For what it's worth, I not only don't produce or consume illegal drugs, I generally have no interest in consuming substances which contain caffeine, alchohol or tobacco. My opinion is that the sale of harmful substances, including tobacco and drinking alcohol, should be against the law, possession or consumption in public should remain illegal, but the private possession of them should be legal. Treat it a bit like society treats sex. As long as no one makes money from it and it's out of public view, we would rather have privacy than police in the bedroom. The logic behind this is that most of the damage done to society is through the economic incentive to create a demand for and control the flow of these substances.
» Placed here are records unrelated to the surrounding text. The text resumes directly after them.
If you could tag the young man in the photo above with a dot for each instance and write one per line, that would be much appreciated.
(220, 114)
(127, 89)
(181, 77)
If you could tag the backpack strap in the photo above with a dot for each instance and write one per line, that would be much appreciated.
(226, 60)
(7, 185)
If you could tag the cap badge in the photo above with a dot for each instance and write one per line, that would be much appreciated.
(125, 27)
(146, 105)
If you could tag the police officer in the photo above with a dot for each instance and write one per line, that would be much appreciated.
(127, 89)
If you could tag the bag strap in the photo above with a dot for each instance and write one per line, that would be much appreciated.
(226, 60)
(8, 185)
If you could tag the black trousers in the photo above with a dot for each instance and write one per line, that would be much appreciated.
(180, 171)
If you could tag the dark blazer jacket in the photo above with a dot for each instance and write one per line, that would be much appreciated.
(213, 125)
Individuals that chose to escape will always find a way, regardless of what's legal. Making possession and use legal takes away the "cool" factor I saw my friends get sucked in by when I was growing up. Thus, it reduces the demand in these two ways.

In short, take the money out of it.

Misc. Industry Information Links

Leisure "Industry"


Alternatives To The Mainstream Sources

There are degrees of "alternativeness" regarding the following sources. For example, buying your food, unprocessed and in bulk, avoids supporting much of the undesired actions of food processing industry, but still may support unsustainable, erosion provoking agricultural practices. Growing your own food, while potentially circumventing all industry, many people do not know how to grow food with available space with little or no money or time invested. I hope this can be remedied, partly by information and links to be added here.